The basic idea behind Wacky Races was used again by Hanna-Barbera in later years. The late 1970s series Yogi's Space Race featured Hanna-Barbera stalwards such as Huckleberry Hound, Yogi Bear, and others racing againts each other across outer space (and fending off a villain and his canine sidekick). In the early 1990s, the syndicated series Wake, Rattle and Roll featured a segment called "Fender Bender 500," which once again featured Dick Dastardly and Muttley (and their "Mean Machine"), only this time racing against Yogi Bear, Winsome Witch, and other Hanna-Barbera stars.
Around 2000 a video game based on the cartoon was produced for the Dreamcast system.
References to other media
Certain characters in the cartoon are clearly based on characters in Blake Edwards' The Great Race (1965).
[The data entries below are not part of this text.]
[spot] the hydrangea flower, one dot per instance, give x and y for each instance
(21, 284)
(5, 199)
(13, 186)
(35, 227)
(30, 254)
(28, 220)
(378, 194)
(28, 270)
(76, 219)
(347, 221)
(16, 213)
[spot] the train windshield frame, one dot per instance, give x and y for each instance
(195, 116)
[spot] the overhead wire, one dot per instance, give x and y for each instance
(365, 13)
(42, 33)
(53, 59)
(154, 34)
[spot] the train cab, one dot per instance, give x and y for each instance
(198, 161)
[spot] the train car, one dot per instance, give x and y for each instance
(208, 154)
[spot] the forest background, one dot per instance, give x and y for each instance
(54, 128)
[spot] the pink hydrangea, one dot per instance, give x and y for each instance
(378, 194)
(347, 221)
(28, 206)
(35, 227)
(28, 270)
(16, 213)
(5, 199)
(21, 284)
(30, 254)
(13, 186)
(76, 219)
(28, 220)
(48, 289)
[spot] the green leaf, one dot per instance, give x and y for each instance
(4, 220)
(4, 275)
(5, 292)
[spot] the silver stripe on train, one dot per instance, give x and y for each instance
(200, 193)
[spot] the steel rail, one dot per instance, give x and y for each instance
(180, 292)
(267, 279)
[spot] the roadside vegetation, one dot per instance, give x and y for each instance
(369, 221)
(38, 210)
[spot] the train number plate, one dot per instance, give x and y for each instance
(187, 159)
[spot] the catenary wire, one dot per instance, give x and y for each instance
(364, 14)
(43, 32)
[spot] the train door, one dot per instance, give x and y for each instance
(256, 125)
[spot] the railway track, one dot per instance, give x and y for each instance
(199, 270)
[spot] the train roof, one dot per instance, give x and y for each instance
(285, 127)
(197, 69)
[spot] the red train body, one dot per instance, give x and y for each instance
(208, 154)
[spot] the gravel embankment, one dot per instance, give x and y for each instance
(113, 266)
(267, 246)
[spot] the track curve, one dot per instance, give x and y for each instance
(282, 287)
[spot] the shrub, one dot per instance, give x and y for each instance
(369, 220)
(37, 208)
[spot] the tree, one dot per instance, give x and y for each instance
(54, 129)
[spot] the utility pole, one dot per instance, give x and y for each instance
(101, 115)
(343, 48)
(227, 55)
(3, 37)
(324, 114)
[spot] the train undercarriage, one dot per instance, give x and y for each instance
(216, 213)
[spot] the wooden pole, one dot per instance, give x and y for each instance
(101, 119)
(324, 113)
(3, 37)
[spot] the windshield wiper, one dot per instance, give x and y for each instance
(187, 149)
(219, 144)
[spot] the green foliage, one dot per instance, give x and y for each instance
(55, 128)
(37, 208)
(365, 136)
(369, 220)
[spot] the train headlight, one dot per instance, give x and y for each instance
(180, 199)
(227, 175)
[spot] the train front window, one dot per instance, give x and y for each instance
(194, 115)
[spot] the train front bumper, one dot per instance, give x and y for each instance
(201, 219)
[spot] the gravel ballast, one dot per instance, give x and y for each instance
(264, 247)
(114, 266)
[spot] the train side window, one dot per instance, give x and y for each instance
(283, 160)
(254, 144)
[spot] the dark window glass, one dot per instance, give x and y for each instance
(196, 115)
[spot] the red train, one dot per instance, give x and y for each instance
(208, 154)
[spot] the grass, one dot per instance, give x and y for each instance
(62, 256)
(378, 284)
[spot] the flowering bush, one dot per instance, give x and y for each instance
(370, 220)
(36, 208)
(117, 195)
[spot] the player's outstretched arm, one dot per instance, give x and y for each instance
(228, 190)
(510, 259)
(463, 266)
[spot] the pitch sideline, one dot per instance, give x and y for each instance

Penelope Pitstop took on the appearance of Maggie DuBois , played by Natalie Wood, down to the exact shade of pink on one of her outfits and the parasol. Dastardly has much in common with Jack Lemmon's portrayal of Professor Fate - though he has a non-canine sidekick in the form of Max Meen (Peter Falk). The pair indulge in similar acts of sabotage and Max has Muttley's knack for making mistakes. Although Fate's car does not look much like The Mean Machine it does bear the familiar spike on the front and is equipped with smoke screen, cannon and other assorted gadgets.
The physical similarities, particularly between DuBois and Pitstop, can be seen from the cover of the movie's video cassette.